I’ll probably get proven wrong, but active speakers use an active crossover. Built-in amplification may or may not be present. Powered speakers have built-in amplification. Most that I’ve seen do not have an active crossover.
The we have the issue of which market. Mass market? Audiophile market? Pro audio/studio market?
Back to what I think is the original intent of the thread...
I don’t see truly active speakers dominating the audiophile market due to a simple thing - cost. While there are “cost is no object” people out there, they’re few and far between. An active 3 way design is going to take 6 channels of amplification too, driving up the cost further than the speakers and crossover alone. 6 quality channels are going to cost more that 2. And best of luck to you finding a great sounding and affordable 6 channel amp. More like 2 stereo amps or 6 monoblocks.
I’d love to be a cost is no object guy. That $2 billion lottery drawing passed me by, so I’m stuck in the struggle for the foreseeable future. I’m not alone in that one.

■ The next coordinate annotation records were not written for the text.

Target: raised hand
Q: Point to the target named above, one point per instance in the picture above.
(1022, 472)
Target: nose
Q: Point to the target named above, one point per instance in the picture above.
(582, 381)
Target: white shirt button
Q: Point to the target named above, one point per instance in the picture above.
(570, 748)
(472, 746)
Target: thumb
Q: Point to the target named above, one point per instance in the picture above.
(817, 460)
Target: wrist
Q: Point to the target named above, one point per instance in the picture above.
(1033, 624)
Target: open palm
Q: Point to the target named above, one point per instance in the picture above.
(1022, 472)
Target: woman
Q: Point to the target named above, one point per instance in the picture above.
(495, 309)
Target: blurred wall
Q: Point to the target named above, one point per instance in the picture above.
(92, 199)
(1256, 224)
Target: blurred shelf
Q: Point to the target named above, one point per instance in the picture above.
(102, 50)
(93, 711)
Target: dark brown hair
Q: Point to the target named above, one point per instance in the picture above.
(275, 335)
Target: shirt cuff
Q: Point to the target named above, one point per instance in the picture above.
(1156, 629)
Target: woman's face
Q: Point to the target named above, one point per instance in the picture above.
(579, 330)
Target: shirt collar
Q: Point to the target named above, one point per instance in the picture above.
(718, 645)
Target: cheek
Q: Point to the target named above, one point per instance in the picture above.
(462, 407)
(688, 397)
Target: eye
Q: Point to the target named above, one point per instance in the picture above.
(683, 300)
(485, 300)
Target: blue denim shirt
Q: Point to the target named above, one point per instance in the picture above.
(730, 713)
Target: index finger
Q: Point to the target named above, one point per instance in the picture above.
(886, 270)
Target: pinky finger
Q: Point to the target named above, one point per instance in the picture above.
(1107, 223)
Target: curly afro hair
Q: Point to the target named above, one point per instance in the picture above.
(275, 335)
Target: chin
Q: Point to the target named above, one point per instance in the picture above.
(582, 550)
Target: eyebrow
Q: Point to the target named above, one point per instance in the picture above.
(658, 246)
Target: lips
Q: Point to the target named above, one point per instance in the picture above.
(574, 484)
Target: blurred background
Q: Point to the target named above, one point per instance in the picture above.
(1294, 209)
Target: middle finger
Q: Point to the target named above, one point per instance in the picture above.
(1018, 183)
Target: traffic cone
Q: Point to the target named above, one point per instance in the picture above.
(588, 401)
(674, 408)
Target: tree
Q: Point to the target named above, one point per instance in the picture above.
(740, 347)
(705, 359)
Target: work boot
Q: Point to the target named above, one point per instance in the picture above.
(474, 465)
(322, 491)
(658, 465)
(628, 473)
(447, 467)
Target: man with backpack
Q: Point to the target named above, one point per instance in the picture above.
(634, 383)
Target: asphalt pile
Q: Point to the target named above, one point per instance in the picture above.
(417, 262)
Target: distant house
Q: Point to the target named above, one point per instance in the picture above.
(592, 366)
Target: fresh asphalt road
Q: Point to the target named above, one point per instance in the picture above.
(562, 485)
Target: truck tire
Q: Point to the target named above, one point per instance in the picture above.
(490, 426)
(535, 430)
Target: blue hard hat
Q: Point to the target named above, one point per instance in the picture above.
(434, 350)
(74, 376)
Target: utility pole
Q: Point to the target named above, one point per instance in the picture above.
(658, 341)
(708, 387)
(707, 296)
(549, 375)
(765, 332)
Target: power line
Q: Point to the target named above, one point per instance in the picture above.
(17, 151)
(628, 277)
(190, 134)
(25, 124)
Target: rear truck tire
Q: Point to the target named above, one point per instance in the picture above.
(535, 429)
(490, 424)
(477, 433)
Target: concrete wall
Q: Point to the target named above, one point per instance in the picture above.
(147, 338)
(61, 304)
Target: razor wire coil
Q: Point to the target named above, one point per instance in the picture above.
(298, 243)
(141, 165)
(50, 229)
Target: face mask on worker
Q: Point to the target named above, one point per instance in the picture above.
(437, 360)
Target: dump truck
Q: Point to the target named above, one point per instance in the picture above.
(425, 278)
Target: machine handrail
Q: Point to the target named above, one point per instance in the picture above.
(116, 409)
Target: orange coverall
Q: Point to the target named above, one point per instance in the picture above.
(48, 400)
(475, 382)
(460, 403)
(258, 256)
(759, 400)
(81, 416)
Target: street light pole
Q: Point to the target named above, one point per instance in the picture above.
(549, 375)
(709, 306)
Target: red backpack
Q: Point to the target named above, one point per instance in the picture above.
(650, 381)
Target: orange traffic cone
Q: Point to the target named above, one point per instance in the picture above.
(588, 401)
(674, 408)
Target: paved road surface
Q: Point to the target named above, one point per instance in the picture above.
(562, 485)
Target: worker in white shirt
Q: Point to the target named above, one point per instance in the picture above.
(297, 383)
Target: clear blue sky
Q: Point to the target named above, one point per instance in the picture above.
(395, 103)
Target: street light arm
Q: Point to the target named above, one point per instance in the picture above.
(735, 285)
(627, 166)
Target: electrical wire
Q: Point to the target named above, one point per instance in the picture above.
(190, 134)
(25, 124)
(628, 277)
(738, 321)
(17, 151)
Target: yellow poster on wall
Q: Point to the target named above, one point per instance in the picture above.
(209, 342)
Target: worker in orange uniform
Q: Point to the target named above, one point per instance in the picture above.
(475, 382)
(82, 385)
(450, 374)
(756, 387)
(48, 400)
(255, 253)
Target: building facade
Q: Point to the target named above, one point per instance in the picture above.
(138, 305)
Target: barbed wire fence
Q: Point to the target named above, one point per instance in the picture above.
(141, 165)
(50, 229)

Look at what James has posted here and elsewhere. Active designs don’t sell very well. His bean counters don’t want him going all out with active designs because there’s no money in it for them. Audio companies aren’t exactly charitable organizations that aren’t concerned about turning a profit. No profit AND no market isn’t a recipe any business wants to follow. The ones that followed that plan followed it unintentionally or unknowingly. They’d comment, but they’re not around to defend their actions.